Breyer also erroneously and offensively held, in his dissent in the 2018 NIFLA v. Becerra case, that the state could force pregnancy centers, which are founded to provide alternatives to abortion, to notify their clients as to how they can obtain abortions.
In the Dobbs case, which was argued Dec. 1, Breyer talked about the importance of the court upholding previous precedents — in this case the wrongly decided Roe v. Wade decision of 1973 — if it would appear the gang of nine were surrendering to political pressure. The irony was lost on no one that by upholding Roe, the court would be caving to political pressure from the left, with abortion activists ready to burn down the country and Democrats waiting to pack the court with justices who share their abortion extremism.

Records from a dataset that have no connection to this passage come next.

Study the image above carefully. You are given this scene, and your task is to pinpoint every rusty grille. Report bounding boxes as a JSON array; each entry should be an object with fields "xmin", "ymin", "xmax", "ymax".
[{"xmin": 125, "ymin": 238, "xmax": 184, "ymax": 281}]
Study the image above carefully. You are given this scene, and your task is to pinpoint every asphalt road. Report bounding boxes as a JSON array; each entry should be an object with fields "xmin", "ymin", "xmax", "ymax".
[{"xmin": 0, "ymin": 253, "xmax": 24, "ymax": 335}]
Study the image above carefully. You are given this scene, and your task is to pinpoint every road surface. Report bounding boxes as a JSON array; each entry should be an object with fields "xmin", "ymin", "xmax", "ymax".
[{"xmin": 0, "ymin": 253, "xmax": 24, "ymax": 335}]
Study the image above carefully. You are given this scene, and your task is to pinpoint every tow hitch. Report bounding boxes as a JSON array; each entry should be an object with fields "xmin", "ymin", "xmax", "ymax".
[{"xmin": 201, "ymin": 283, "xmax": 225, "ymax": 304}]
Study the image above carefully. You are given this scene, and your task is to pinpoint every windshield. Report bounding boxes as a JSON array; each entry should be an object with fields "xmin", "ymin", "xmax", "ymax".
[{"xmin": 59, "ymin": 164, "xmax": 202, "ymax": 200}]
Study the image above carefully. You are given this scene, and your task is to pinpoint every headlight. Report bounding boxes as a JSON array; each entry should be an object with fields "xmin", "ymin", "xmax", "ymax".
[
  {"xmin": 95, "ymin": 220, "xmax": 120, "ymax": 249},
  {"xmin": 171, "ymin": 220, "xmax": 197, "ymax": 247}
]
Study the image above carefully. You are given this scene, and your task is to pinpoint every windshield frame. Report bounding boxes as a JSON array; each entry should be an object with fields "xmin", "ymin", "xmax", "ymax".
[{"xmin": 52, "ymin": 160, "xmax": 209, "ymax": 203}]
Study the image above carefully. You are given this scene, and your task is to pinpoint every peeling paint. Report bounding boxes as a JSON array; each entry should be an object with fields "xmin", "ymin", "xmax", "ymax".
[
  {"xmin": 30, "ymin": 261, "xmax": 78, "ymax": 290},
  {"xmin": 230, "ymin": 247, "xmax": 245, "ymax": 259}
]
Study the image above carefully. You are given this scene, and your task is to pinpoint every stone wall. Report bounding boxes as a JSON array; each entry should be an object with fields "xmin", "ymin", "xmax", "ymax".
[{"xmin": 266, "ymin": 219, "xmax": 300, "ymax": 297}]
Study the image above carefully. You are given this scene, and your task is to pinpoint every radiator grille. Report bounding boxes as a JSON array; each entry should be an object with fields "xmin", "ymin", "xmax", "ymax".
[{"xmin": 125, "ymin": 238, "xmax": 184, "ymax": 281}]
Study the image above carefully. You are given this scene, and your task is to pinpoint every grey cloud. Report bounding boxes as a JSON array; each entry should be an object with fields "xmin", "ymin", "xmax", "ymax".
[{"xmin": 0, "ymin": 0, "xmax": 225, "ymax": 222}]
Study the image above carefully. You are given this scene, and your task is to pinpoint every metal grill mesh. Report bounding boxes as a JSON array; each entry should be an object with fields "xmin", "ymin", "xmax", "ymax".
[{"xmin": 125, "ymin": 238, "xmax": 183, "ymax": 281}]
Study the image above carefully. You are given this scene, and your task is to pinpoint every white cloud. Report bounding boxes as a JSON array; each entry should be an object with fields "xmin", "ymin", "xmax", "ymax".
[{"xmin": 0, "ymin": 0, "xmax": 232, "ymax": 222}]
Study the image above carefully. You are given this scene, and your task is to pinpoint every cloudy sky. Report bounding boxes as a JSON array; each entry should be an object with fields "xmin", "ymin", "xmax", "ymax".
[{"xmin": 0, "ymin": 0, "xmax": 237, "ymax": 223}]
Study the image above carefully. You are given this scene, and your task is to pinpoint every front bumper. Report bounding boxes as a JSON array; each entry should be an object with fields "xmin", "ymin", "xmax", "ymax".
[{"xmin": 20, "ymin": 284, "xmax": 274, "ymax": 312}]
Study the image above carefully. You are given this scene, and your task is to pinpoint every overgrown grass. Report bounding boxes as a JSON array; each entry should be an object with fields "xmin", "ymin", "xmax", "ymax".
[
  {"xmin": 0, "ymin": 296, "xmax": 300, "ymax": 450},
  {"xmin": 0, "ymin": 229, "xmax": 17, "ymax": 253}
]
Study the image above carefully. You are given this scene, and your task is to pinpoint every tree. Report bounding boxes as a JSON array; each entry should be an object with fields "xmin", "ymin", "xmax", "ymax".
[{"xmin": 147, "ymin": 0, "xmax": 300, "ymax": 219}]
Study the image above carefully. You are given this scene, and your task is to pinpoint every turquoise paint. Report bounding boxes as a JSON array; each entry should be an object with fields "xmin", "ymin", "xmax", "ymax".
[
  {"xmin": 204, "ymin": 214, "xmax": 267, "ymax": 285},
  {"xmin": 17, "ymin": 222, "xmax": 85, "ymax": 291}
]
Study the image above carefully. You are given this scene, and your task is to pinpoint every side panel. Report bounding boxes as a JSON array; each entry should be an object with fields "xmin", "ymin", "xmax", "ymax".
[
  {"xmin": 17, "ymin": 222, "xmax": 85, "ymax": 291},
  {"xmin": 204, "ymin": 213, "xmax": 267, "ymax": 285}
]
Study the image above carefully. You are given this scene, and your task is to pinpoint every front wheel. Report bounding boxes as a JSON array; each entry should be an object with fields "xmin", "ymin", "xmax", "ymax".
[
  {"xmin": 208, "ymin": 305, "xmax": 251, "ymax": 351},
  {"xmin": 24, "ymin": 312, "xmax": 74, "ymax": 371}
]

Biden has promised to nominate a Black woman for the next Supreme Court post, and now Breyer’s strategic retirement gives him that opportunity. But it doesn’t matter whom he nominates, because we know how they will deal with abortion, that it’s a societal good and that every woman should have one.
A Supreme Court justice nominated by a Democrat has no freedom and no choice when it comes to abortion. They must toe the party line or step back into obscurity.
And this, of course, raises the overall problem that the Democrat nominees, in their judicial philosophy and practice, don’t seem to feel any obligation to stay rooted in the Constitution, its structure or its history. That is a fundamental debate in which the nation, on the occasion of another Supreme Court vacancy, would be well advised to engage in a substantive way.